7. La felicità viene dunque a identificarsi col piacere (hedonè), da cui deriva a questa dottrina il nome di
«edonismo».
8. Ogni piacere, secondo Epicuro, è un bene, ma non tutti i piaceri devono essere ricercati, perché alcuni piaceri
possono implicare, come via per ottenerli o come conseguenza, un dolore.
9. Considerare un bene l’indipendenza dai desideri equivale a cercare di liberarsi da essi, o almeno da quelli non
naturali e da quelli naturali ma non necessari, cioè da tutti i desideri di piaceri che possono implicare un dolore,
se non altro per il fatto di non venire soddisfatti.
10. La definizione epicurea del piacere come «non soffrire quanto al corpo e non esser turbati quanto all’anima»
costituisce il concetto di piacere «catastematico», cioè «in riposo», opposto al piacere «in movimento»,
sostenuto dai cirenaici (per esempio da Aristippo, vissuto tra il V e il IV sec. a.C.).
11. Anche il primato attribuito da Epicuro alla «prudenza», che è una forma di saggezza pratica, rispetto alla
filosofia, che è una forma di conoscenza, costituisce probabilmente un elemento di polemica contro Aristotele.

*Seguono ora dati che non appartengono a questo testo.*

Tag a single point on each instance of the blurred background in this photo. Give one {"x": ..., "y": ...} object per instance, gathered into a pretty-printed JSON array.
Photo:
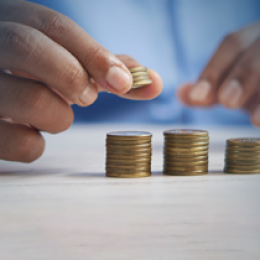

12. In queste righe Epicuro riprende le prime tre massime appena illustrate e introduce la quarta, la quale dunque
discende direttamente dalle precedenti. La quarta massima, infatti, consiglia di tener presente che i mali sono
brevi e provvisori.
13. Ecco la dottrina da cui deriva la quarta massima: gli eventi naturali seguono leggi necessarie, gli eventi
casuali sono instabili e imprevedibili, l’arbitrio umano è libero. Il vero saggio è dunque colui che non si cura né
dei primi né dei secondi, in quanto non dipendono dall’uomo, ma si preoccupa solo delle proprie decisioni. È
questa la tipica figura del saggio del periodo ellenistico.
14. Qui naturalmente Epicuro si esprime per paradossi. Egli non intende infatti affermare che i miti fossero
migliori delle dottrine dei fisici, ma che solo gli ignoranti possono credere di placare gli dèi onorandoli, mentre il
saggio sa che contro la necessità non si può far nulla.
15. La fortuna non è una divinità, perché non agisce in modo ordinato, né si preoccupa degli uomini. Il saggio, di
conseguenza, non se ne cura, anche se essa può influire sull’inizio dei beni e dei mali – ma non comunque sul
loro compimento –.
16. Il saggio è come un dio tra gli uomini, perché chi vive fra beni immortali (la tranquillità, derivante
dall’assenza di desideri) è simile più agli immortali che ai mortali.